A hollow glass sphere has a density of 1.30g/cm cubic at 20°C. Glycerine has a density of 1.26g/cm cubic at 20°C. At what temperature would the sphere begin to float in glycerine?

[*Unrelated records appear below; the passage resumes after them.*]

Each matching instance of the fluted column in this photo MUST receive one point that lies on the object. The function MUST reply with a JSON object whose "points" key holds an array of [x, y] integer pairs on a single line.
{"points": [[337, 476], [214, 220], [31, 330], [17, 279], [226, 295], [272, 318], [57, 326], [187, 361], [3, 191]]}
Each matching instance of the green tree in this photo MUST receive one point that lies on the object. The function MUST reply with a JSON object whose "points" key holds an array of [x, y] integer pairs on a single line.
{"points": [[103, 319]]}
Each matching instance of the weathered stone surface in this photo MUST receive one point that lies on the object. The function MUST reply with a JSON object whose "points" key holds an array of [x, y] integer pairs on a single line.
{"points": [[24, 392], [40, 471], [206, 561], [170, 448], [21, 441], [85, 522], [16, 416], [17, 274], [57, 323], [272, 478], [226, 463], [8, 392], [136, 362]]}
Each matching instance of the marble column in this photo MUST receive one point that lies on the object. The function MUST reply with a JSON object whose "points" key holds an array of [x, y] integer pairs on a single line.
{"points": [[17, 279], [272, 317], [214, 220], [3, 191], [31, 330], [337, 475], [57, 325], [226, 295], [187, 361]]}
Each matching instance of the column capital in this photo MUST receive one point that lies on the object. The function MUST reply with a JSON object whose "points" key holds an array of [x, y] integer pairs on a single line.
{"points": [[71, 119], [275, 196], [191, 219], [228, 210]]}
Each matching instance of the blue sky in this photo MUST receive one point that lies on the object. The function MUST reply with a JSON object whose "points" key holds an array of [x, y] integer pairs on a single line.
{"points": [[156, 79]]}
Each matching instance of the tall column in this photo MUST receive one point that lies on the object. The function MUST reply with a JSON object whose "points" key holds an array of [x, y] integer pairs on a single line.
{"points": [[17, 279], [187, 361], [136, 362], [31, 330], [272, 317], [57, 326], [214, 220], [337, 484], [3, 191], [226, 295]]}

Given coefficient of volume expansion of glycerine is 53 * 10^-5 / °C.

-38°C

Explanation:

When glycerine is heated, it expands from volume V₁ to volume V₂:

V₂ - V₁ = V₁ β (T₂ - T₁)

Since the mass of glycerine is the same before and after:

m = m

ρ₁ V₁ = ρ₂ V₂

V₂ = (ρ₁ / ρ₂) V₁

Substituting:

(ρ₁ / ρ₂) V₁ - V₁ = V₁ β (T₂ - T₁)

(ρ₁ / ρ₂) - 1 = β (T₂ - T₁)

(ρ₁ - ρ₂) / ρ₂ = β (T₂ - T₁)

(ρ₁ - ρ₂) / (ρ₂ β) = T₂ - T₁

T₂ = T₁ + (ρ₁ - ρ₂) / (ρ₂ β)

The glass sphere will float when it has the same density as the glycerine.

Given:

T₁ = 20°C

ρ₁ = 1.26 g/cm³

ρ₂ = 1.30 g/cm³

β = 53*10⁻⁵/°C

T₂ = 20 + (1.26 - 1.30) / (1.30 * 53*10⁻⁵)

T₂ = - 38

The glycerine must be cooled to - 38°C for the hollow glass sphere to float.